前身の「奥本章寛さんを支える会」は奥本死刑囚の地元近くの福岡県吉富町に住む岸本加代子さん(67)を中心につくられた。保育士として働き、奥本死刑囚の両親との知り合いが周囲におり、事件を身近に感じていた。死刑判決を聞いた岸本さんは「22歳、まだ子どもじゃないか。人間は変われる」と、高裁判決控訴棄却後の2012年7月に数人の仲間と会を設立した。
事件の経緯を説明する学習会を開き、減刑を求める嘆願書や署名も集めた。当時、障害者福祉施設で働いていた荒牧さんも学習会に参加して事件を知った。「この子は本当に死刑になるべきなのか」と疑問を持ち入会、やがて代表に就いた。
「事件の全容を知りたい。裁判で明らかになっていない被害に遭った家族の様子も調べたい」。そんな思いから荒牧さんは14年3月に宮崎市を訪れた。関係者に話を聞き回るうちに、20代の遺族男性にようやくたどり着いた。「怒られても仕方ない」と緊張しながらの対面に、遺族男性は優しい口調で「奥本死刑囚に会って話したいと思っていた」と応じた。遺族男性と奥本死刑囚の面会もここから始まった。

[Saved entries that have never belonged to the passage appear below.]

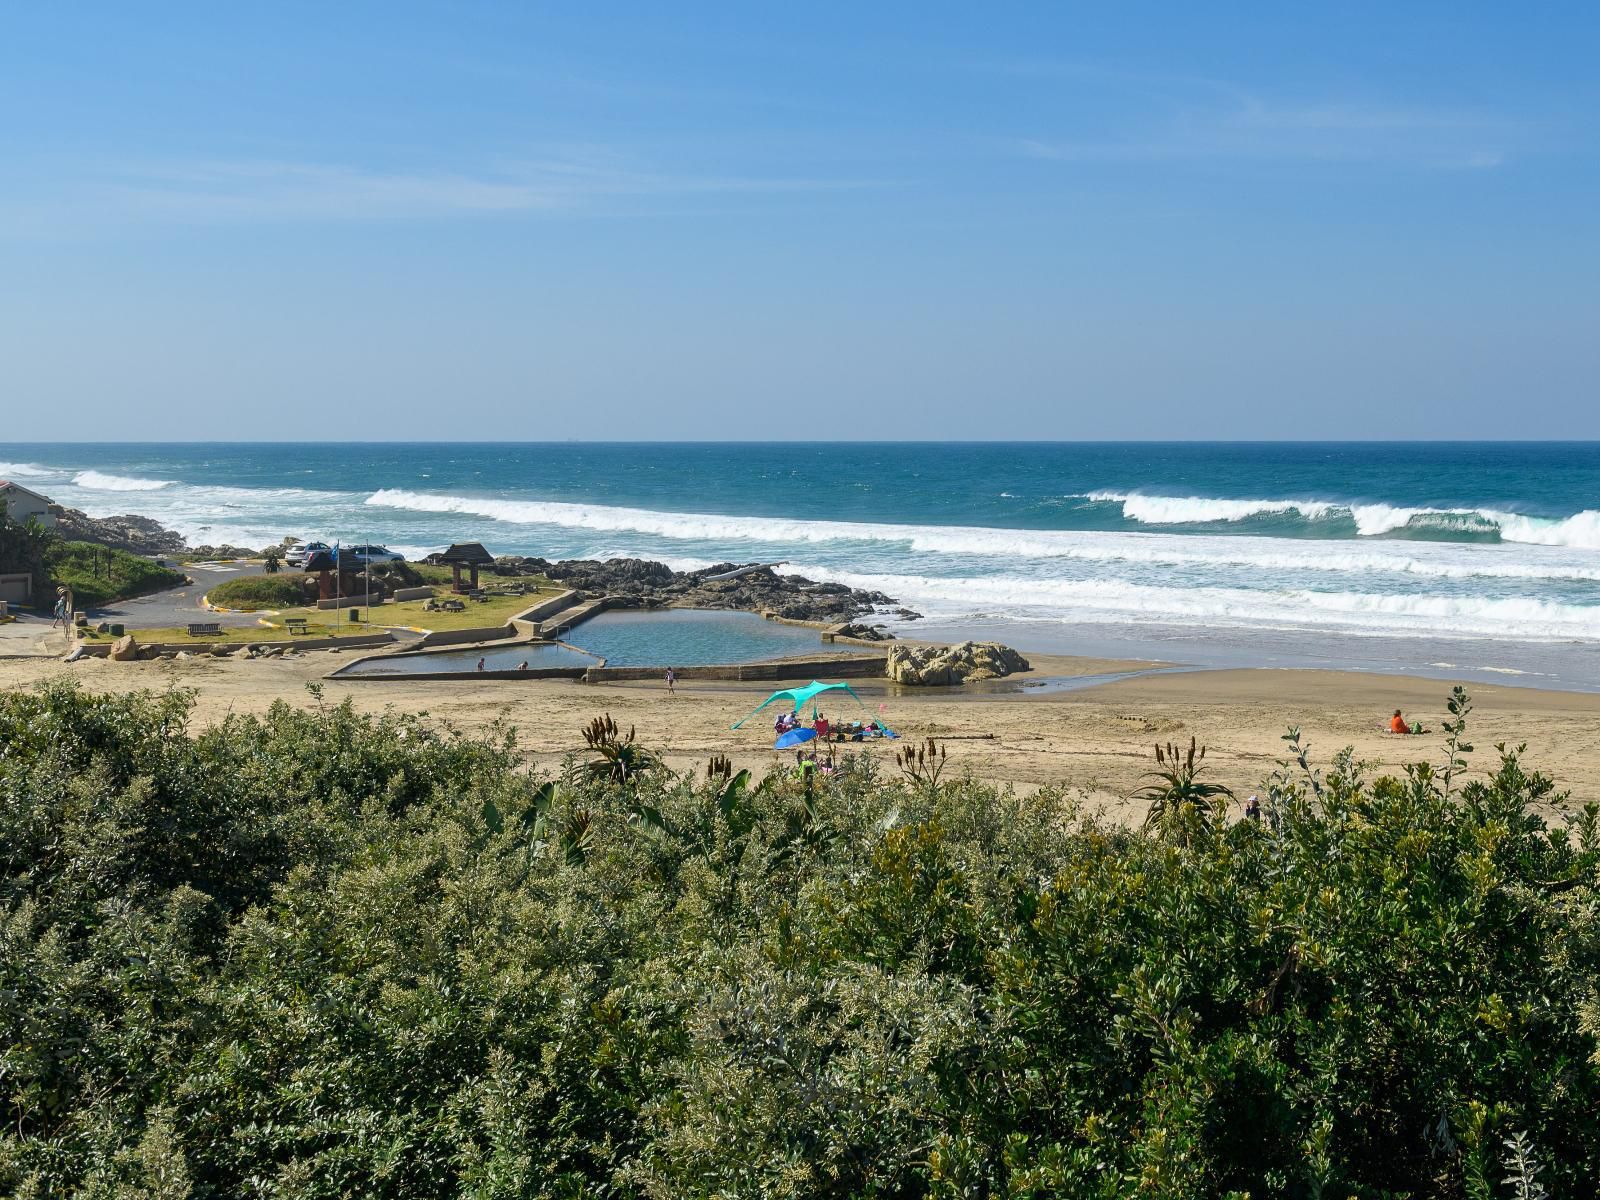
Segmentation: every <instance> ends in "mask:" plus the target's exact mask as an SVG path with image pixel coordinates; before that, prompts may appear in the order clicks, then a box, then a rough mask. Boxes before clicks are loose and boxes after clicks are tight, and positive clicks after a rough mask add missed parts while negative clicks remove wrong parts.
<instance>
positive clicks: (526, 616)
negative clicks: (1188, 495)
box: [512, 590, 582, 621]
mask: <svg viewBox="0 0 1600 1200" xmlns="http://www.w3.org/2000/svg"><path fill="white" fill-rule="evenodd" d="M579 597H582V592H574V590H566V592H562V594H560V595H552V597H550V598H549V600H541V602H539V603H536V605H533V606H531V608H525V610H523V611H520V613H517V616H514V618H512V619H514V621H544V619H546V618H550V616H555V614H557V613H562V611H565V610H568V608H571V606H573V605H576V603H578V600H579Z"/></svg>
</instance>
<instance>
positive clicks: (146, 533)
mask: <svg viewBox="0 0 1600 1200" xmlns="http://www.w3.org/2000/svg"><path fill="white" fill-rule="evenodd" d="M56 533H59V534H61V536H62V538H66V539H67V541H69V542H94V544H96V546H109V547H112V549H114V550H128V552H130V554H144V555H152V557H158V555H163V554H182V552H184V538H182V534H181V533H176V531H173V530H168V528H166V526H165V525H162V523H160V522H157V520H152V518H149V517H136V515H134V514H131V512H125V514H122V515H120V517H88V515H85V514H83V512H78V510H77V509H62V510H61V515H59V517H58V518H56Z"/></svg>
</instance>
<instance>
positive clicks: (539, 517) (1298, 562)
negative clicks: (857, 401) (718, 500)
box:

荒牧さんらは奥本死刑囚が支援者との手紙に添えていた絵にも注目し「販売して収益金を遺族に送ろう」と動いた。14年夏にポストカード2万枚を作製し、宮崎、豊前両市で販売した。この年10月の死刑確定後も、奥本死刑囚との面会の様子を報告する集会「くるま座」を毎月実施するなど精力的な活動を続けている。一方で遺族男性との交流も続き、カレンダーの売上金などを送るだけでなく集会にも招待している。
「奥本死刑囚と遺族男性をサポートしながら、何ができるかを考えたい」。荒牧さんは穏やかな表情でそう話した。